What is Differential Privacy?
Differential privacy is a rigorous mathematical definition of privacy for statistical analysis and machine learning. In the simplest setting, consider an algorithm that analyzes a dataset and releases statistics about it (such as means and variances, cross-tabulations, or the parameters of a machine learning model). Such an algorithm is said to be differentially private if by looking at the output, one cannot tell whether any individual's data was included in the original dataset or not. In other words, the guarantee of a differentially private algorithm is that its behavior hardly changes when a single individual joins or leaves the dataset -- anything the algorithm might output on a database containing some individual's information is almost as likely to have come from a database without that individual's information. Most notably, this guarantee holds for every individual and every dataset. Therefore, regardless of how eccentric any single individual's details are, and regardless of the details of anyone else in the database, the guarantee of differential privacy still holds. This gives a formal guarantee that individual-level information about participants in the database is not leaked. Differential privacy achieves this strong guarantee by carefully injecting random noise into computation of the released statistics, so as to hide the effect of each individual.

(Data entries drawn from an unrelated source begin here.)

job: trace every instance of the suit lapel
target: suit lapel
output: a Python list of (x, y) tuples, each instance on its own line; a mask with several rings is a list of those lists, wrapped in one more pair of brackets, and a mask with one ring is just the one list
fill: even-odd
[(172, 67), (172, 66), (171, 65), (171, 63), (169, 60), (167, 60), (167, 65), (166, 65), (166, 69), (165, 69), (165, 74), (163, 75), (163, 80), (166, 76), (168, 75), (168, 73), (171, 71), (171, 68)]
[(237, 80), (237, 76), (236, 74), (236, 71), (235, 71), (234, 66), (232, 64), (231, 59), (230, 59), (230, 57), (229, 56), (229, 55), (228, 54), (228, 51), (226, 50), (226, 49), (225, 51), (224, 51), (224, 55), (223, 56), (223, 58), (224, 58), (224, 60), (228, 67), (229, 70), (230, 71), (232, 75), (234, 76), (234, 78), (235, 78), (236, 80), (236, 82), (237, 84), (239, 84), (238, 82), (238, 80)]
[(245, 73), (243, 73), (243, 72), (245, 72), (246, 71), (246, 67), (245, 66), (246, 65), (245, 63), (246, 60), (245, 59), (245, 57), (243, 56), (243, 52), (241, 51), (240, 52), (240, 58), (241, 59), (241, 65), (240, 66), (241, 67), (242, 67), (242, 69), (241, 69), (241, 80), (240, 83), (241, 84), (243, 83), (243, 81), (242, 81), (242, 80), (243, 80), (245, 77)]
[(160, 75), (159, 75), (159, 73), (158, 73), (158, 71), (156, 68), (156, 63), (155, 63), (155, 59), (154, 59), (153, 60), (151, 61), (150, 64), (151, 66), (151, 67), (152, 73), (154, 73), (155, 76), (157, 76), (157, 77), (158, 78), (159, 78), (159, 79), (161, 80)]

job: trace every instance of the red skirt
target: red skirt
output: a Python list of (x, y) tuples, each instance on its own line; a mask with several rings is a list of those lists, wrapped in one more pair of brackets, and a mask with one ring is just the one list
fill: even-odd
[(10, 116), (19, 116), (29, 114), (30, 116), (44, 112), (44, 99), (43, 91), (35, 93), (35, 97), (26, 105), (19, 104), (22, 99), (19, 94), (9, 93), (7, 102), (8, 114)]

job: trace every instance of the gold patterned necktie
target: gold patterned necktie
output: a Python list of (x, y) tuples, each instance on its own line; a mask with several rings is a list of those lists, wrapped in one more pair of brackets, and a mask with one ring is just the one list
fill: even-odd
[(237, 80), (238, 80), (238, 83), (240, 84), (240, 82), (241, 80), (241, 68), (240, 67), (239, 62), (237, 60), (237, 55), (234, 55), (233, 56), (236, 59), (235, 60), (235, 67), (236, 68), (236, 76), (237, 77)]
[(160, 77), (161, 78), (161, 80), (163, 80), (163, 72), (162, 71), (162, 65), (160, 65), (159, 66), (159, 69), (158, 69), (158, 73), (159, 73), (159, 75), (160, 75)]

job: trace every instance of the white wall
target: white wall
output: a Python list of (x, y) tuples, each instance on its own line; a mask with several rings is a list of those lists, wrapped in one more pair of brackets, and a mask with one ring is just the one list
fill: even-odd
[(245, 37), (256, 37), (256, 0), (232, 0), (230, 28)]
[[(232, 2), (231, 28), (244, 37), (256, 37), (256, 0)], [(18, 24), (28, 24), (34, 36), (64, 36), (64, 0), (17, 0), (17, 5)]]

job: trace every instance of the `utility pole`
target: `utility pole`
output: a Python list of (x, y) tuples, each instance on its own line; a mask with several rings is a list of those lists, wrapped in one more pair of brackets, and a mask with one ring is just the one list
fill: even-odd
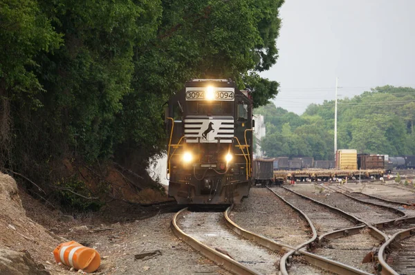
[(337, 88), (338, 77), (335, 78), (335, 98), (334, 99), (334, 160), (337, 161)]

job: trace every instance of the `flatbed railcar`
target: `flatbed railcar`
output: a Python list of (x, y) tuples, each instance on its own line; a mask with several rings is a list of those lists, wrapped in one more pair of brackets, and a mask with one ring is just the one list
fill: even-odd
[(230, 79), (193, 79), (169, 100), (169, 196), (178, 204), (230, 205), (252, 183), (252, 101)]
[(262, 186), (274, 183), (274, 159), (257, 158), (252, 162), (252, 181), (254, 184)]

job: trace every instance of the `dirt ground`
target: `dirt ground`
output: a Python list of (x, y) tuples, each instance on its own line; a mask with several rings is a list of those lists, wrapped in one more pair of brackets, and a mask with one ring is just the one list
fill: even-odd
[[(11, 177), (0, 173), (0, 248), (28, 250), (51, 274), (76, 274), (56, 264), (52, 253), (68, 240), (100, 254), (97, 274), (228, 274), (172, 234), (170, 222), (177, 211), (177, 207), (169, 209), (118, 203), (109, 205), (100, 215), (64, 215), (35, 200), (18, 189)], [(136, 259), (136, 255), (148, 252), (154, 255)]]

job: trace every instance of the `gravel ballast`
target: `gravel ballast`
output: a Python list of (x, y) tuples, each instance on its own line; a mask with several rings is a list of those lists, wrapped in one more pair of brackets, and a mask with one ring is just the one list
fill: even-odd
[(230, 216), (241, 227), (283, 244), (296, 246), (311, 238), (299, 214), (266, 188), (252, 188), (249, 198), (236, 205)]
[(288, 202), (304, 212), (311, 220), (319, 236), (324, 233), (351, 227), (355, 225), (352, 222), (340, 215), (331, 212), (326, 207), (313, 202), (310, 200), (303, 198), (284, 188), (275, 187), (273, 190)]
[(223, 213), (184, 212), (179, 227), (203, 244), (261, 274), (278, 274), (281, 255), (233, 234), (223, 222)]
[(300, 184), (290, 187), (290, 189), (319, 202), (340, 209), (369, 224), (383, 222), (400, 217), (392, 210), (360, 202), (340, 193), (320, 192), (318, 188), (313, 184)]

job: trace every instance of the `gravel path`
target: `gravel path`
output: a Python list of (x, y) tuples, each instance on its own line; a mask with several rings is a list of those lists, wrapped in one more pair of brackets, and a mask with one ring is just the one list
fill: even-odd
[(339, 214), (331, 212), (327, 208), (303, 198), (293, 192), (281, 187), (275, 187), (273, 190), (304, 212), (314, 224), (319, 236), (355, 225)]
[(313, 253), (367, 272), (374, 273), (373, 263), (362, 263), (362, 260), (374, 246), (378, 245), (379, 241), (364, 231), (361, 234), (332, 240)]
[[(103, 260), (98, 274), (231, 274), (173, 234), (173, 216), (165, 214), (135, 222), (117, 223), (111, 226), (113, 230), (86, 234), (77, 241), (100, 252)], [(135, 254), (153, 250), (161, 254), (147, 260), (134, 258)]]
[(358, 183), (348, 184), (345, 187), (355, 192), (374, 195), (377, 197), (385, 198), (387, 200), (415, 203), (415, 193), (414, 193), (415, 189), (396, 184), (393, 181), (389, 182), (387, 184), (380, 182), (362, 184)]
[(242, 228), (277, 242), (297, 246), (311, 238), (306, 220), (266, 188), (252, 188), (236, 205), (230, 218)]
[(226, 227), (223, 213), (185, 212), (178, 221), (187, 234), (212, 247), (225, 251), (235, 260), (264, 274), (278, 274), (281, 255), (241, 239)]
[(380, 223), (400, 217), (391, 211), (360, 202), (340, 193), (320, 193), (313, 184), (297, 184), (289, 188), (302, 195), (350, 213), (370, 224)]
[(288, 268), (290, 275), (320, 275), (320, 274), (335, 274), (334, 273), (323, 270), (319, 267), (311, 265), (301, 256), (293, 257), (290, 266)]
[(402, 248), (391, 264), (391, 267), (402, 275), (415, 274), (415, 236), (412, 236), (400, 242)]

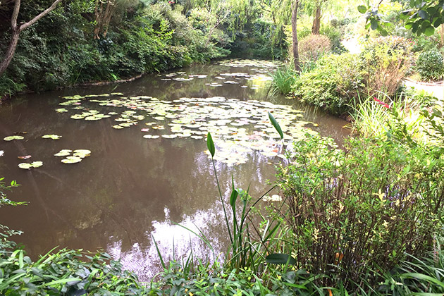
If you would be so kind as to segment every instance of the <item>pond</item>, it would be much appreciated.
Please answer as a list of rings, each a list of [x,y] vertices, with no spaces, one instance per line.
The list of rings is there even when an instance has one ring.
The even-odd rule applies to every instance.
[[[340,144],[349,133],[345,121],[271,95],[276,66],[227,60],[4,103],[0,177],[20,184],[10,199],[29,203],[0,209],[0,223],[23,230],[13,239],[35,258],[55,246],[104,249],[142,280],[161,266],[153,239],[166,260],[190,250],[208,257],[204,244],[178,223],[198,228],[223,253],[208,131],[223,193],[229,195],[233,175],[253,198],[270,187],[283,157],[268,111],[283,127],[284,145],[306,132]]]

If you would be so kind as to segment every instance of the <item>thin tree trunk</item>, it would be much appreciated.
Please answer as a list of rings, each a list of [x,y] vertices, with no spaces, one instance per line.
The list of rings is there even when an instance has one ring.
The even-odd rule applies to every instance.
[[[0,75],[3,74],[3,73],[6,70],[6,68],[11,63],[11,61],[14,56],[14,53],[16,52],[16,49],[17,48],[17,44],[18,43],[18,37],[20,36],[20,32],[27,27],[34,25],[37,20],[40,18],[43,18],[45,15],[52,11],[58,2],[61,0],[56,0],[51,6],[47,8],[44,11],[41,12],[38,16],[35,16],[31,20],[27,23],[25,23],[24,24],[20,25],[20,26],[17,25],[17,18],[18,17],[18,13],[20,11],[20,0],[16,0],[16,4],[14,5],[14,10],[13,11],[12,16],[11,17],[11,41],[9,42],[9,47],[6,50],[6,53],[5,54],[4,59],[0,62]]]
[[[313,26],[312,26],[312,33],[319,35],[321,29],[321,2],[317,2],[316,5],[316,12],[313,19]]]
[[[301,66],[299,61],[299,50],[297,49],[297,6],[299,6],[299,0],[295,0],[291,4],[291,28],[293,37],[293,60],[295,62],[295,70],[296,72],[301,71]]]
[[[16,52],[16,49],[17,48],[17,43],[18,42],[19,35],[20,31],[18,30],[13,31],[11,36],[11,41],[9,42],[9,47],[8,47],[8,50],[5,54],[3,61],[0,63],[0,75],[6,70],[6,68],[8,68],[13,57],[14,56],[14,53]]]

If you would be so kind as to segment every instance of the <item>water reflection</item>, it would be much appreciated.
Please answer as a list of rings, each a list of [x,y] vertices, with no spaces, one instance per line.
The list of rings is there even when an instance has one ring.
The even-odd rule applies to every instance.
[[[252,70],[256,69],[256,70]],[[25,140],[0,142],[0,176],[16,180],[21,186],[8,195],[26,206],[0,209],[0,223],[25,232],[13,239],[26,245],[31,256],[44,254],[54,246],[96,250],[103,249],[121,259],[125,268],[147,280],[160,268],[153,238],[166,259],[186,257],[191,248],[195,257],[211,259],[223,254],[228,233],[224,227],[212,166],[206,143],[192,139],[144,139],[140,127],[116,130],[111,118],[96,122],[75,121],[58,113],[61,97],[118,92],[128,96],[148,95],[168,101],[180,97],[220,96],[241,100],[271,100],[292,104],[283,98],[269,97],[269,84],[263,78],[230,77],[239,84],[221,83],[221,73],[259,74],[257,67],[229,68],[197,65],[183,70],[185,75],[206,75],[189,81],[162,80],[164,75],[147,75],[119,85],[68,89],[41,94],[22,95],[0,107],[0,136],[27,132]],[[264,72],[264,71],[261,71]],[[184,75],[185,76],[185,75]],[[236,79],[240,78],[240,79]],[[221,81],[218,81],[221,80]],[[218,82],[220,87],[209,86]],[[247,86],[247,87],[242,87]],[[340,141],[347,133],[345,121],[304,109],[307,121],[323,135]],[[42,139],[45,134],[61,135],[56,141]],[[87,149],[91,156],[66,165],[53,154],[62,149]],[[20,155],[32,156],[44,166],[20,170]],[[223,191],[228,195],[231,174],[237,187],[250,186],[259,196],[273,179],[273,164],[278,159],[257,152],[249,154],[245,164],[228,166],[216,162]],[[208,237],[214,249],[183,228]]]

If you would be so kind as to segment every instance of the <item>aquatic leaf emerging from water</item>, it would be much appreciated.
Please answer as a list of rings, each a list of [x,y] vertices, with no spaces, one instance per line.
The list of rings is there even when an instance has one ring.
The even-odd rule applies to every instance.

For more background on differential privacy and its applications, we recommend the book chapter For more background on differential privacy and its applications, we recommend the book chapter by Alexandra Wood, Micah Altman, Kobbi Nissim, and Salil Vadhan, as well as the resources at https://differentialprivacy.org/resources/ and https://privacytools.seas.harvard.edu/courses-educational-materials.
What We Do
OpenDP is a community effort to build a trustworthy suite of open-source tools for enabling privacy-protective analysis of sensitive personal data, focused on a library of algorithms for generating differentially private statistical releases. The target use cases for OpenDP are to enable government, industry, and academic institutions to safely and confidently share sensitive data to support scientifically oriented research and exploration in the public interest. We aim for OpenDP to flexibly grow with the rapidly advancing science of differential privacy, and be a pathway to bring the newest algorithmic developments to a wide array of practitioners.
We began this project in a (still ongoing) partnership with Microsoft developing a differentially private data curator application called SmartNoise. Building on this collaboration, we are now establishing a broader community around OpenDP with stakeholders and contributors from across academia, industry, and government. Together, we will design, implement, and govern an “OpenDP Commons” that includes a library of differentially private algorithms and other general-purpose tools for use in end-to-end differential privacy systems.
OpenDP is being incubated by Harvard University’s Privacy Tools and Privacy Insights projects (at SEAS and IQSS), with the generous support of grants from the Sloan Foundation, a grant from the Harvard Data Science Initiative Trust in Science fund, and Cooperative Agreement No. CB20ADR0160001 from the US Census Bureau. Research that laid the foundation for OpenDP was done under NSF grant CNS-1237235, Cooperative Agreement No. CB16ADR0160001 from the US Census Bureau, NSF grant No. 1565387, an earlier grant from the Sloan Foundation, and a gift from Google.